Hospital call centers lack automation, hurt patient satisfaction

Inability to access information from EHRs and claims could cause problems, says Julie Yoo.


Hospitals are looking for ways to improve patient experience, and one popular approach is to offer online appointment scheduling.

However, those efforts are likely to overlook the sizable percentage of patients who still use their phones to connect to a health system call center to find the right provider for their needs and schedule an appointment.

Many call centers are missing the mark when it comes to giving a good patient experience, says Julie Yoo, chief product officer and co-founder at Kyruus, a vendor of software enabled call centers. The company recently called 40 hospital call centers and measured their ability to accommodate patient scheduling preferences and how long they waited on hold, among other metrics.

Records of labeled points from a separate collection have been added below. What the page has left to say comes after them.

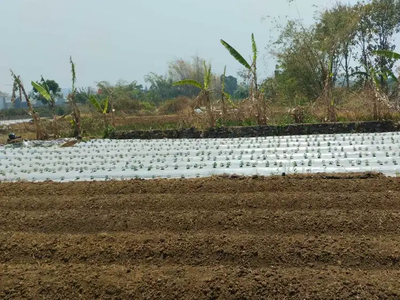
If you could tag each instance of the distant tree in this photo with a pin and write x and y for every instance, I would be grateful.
(82, 94)
(205, 90)
(161, 88)
(54, 90)
(231, 84)
(43, 89)
(379, 22)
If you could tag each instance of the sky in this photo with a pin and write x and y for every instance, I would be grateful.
(127, 39)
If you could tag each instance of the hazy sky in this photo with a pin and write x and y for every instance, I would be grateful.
(127, 39)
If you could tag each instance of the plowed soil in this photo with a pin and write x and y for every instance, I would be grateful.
(214, 238)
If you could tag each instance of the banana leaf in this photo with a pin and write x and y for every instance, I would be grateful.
(42, 91)
(236, 55)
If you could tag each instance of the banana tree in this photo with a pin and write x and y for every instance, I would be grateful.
(373, 77)
(44, 90)
(76, 114)
(251, 67)
(205, 90)
(101, 107)
(40, 131)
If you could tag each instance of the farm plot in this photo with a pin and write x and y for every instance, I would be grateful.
(190, 158)
(209, 238)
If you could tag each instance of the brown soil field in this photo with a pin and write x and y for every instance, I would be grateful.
(291, 237)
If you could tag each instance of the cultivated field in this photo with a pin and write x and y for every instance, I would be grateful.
(207, 238)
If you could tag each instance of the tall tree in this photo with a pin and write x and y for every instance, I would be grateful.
(205, 90)
(257, 99)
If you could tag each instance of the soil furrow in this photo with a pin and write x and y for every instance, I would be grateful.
(74, 281)
(388, 200)
(366, 252)
(240, 221)
(211, 185)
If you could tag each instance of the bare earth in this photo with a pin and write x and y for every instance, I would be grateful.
(215, 238)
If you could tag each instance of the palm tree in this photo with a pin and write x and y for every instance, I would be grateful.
(40, 132)
(76, 114)
(101, 107)
(205, 90)
(44, 90)
(251, 67)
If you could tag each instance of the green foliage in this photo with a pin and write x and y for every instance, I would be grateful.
(189, 82)
(101, 107)
(42, 90)
(236, 55)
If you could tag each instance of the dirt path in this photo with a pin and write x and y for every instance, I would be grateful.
(214, 238)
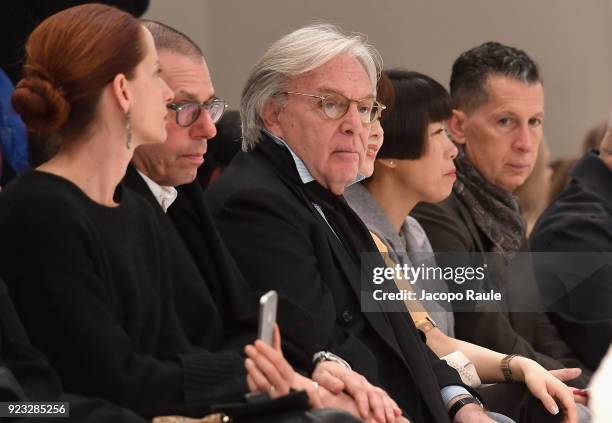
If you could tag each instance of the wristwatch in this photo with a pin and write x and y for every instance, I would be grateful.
(460, 403)
(425, 324)
(328, 356)
(505, 366)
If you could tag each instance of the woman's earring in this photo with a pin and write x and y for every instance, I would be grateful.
(128, 129)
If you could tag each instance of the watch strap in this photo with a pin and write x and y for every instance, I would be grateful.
(460, 403)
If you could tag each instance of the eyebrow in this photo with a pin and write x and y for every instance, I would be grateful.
(191, 96)
(334, 91)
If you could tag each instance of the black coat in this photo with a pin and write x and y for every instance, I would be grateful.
(450, 227)
(213, 301)
(580, 220)
(25, 374)
(281, 242)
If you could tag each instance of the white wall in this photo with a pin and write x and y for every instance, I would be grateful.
(570, 39)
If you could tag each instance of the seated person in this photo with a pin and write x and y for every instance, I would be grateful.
(208, 279)
(88, 267)
(497, 139)
(25, 375)
(414, 164)
(280, 210)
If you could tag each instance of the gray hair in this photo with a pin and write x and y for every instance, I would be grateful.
(295, 54)
(171, 39)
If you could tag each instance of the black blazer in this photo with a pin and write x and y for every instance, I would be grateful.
(450, 227)
(213, 301)
(281, 242)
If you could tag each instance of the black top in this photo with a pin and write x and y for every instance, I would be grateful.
(281, 242)
(93, 289)
(25, 375)
(580, 220)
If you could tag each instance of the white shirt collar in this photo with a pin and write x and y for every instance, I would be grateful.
(164, 195)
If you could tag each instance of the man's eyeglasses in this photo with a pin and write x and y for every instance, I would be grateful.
(336, 105)
(188, 112)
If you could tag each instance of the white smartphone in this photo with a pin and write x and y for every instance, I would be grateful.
(267, 316)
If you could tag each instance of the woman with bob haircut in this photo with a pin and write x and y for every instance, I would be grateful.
(415, 164)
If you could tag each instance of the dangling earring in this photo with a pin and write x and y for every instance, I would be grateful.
(128, 129)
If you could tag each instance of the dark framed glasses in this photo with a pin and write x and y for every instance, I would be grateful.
(188, 112)
(336, 105)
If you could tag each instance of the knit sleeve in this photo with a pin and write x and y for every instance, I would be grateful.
(122, 344)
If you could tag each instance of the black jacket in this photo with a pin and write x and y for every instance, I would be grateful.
(580, 220)
(450, 227)
(213, 301)
(281, 242)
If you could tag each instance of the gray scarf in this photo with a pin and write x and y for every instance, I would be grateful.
(495, 211)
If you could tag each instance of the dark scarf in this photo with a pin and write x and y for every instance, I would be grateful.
(494, 210)
(348, 227)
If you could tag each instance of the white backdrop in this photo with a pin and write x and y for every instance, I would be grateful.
(570, 40)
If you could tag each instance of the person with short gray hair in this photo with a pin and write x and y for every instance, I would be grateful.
(307, 109)
(497, 124)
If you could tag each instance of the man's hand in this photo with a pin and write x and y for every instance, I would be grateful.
(472, 413)
(548, 386)
(268, 370)
(371, 400)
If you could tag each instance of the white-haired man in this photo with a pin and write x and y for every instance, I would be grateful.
(306, 113)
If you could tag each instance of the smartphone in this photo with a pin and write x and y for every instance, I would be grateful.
(267, 316)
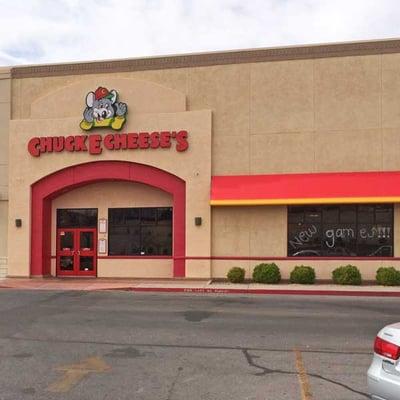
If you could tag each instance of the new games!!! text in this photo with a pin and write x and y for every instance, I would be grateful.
(94, 144)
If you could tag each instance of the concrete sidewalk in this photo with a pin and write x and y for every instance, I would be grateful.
(195, 286)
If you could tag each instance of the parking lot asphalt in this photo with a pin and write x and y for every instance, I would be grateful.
(124, 345)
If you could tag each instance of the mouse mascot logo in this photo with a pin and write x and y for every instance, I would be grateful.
(103, 110)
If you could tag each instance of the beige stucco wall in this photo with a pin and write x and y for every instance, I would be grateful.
(107, 195)
(5, 101)
(193, 165)
(333, 114)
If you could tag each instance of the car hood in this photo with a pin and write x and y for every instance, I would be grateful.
(391, 333)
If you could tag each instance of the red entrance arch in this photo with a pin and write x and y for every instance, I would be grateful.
(57, 183)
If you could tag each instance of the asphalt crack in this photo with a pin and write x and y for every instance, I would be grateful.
(265, 371)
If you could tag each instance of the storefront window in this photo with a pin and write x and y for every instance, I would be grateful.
(140, 231)
(77, 218)
(341, 230)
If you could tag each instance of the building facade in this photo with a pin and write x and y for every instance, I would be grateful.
(185, 166)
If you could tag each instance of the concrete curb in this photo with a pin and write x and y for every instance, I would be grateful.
(297, 292)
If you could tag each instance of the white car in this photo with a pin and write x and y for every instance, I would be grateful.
(384, 372)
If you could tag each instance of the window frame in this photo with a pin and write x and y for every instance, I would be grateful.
(142, 227)
(356, 223)
(74, 209)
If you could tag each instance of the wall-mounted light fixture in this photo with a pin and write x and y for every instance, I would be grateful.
(197, 221)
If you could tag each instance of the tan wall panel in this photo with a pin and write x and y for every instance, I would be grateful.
(3, 228)
(4, 128)
(198, 268)
(249, 231)
(225, 90)
(230, 231)
(390, 149)
(347, 93)
(282, 96)
(231, 155)
(220, 268)
(141, 97)
(268, 231)
(109, 268)
(29, 89)
(348, 151)
(390, 90)
(282, 153)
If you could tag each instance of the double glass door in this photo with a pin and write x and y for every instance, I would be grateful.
(76, 252)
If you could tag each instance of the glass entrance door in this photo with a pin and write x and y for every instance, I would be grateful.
(76, 252)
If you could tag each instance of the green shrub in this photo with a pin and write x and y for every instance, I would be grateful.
(347, 275)
(236, 275)
(302, 274)
(266, 273)
(388, 276)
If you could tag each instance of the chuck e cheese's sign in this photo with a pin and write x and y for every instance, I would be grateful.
(104, 111)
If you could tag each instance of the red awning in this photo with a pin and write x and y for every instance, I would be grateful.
(319, 188)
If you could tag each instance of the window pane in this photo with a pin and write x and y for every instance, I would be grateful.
(348, 214)
(66, 241)
(339, 240)
(140, 231)
(330, 214)
(375, 240)
(343, 231)
(366, 214)
(384, 213)
(77, 218)
(304, 240)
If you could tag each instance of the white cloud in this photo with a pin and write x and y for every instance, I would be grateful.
(43, 31)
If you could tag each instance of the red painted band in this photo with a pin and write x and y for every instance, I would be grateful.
(138, 258)
(295, 292)
(306, 186)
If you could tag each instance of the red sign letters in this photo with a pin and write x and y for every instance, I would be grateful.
(94, 143)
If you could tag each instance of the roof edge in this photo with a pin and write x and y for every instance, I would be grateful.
(301, 52)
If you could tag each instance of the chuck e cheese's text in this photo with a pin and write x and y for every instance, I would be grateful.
(94, 144)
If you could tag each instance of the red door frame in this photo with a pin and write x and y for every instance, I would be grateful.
(77, 252)
(57, 183)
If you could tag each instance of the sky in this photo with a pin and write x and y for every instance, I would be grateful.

The assessment found that 40 percent of call agents could not meet half of patient preferences for being matched with a specialist, and 82 percent could not book an appointment directly over the phone. Some 60 percent could not match the patient with a provider of the patient’s preferred gender, and half could not find a provider at a location convenient for the patient. Further, about 75 percent did not find an appointment for a patient with an appropriate provider within a three-week timeframe.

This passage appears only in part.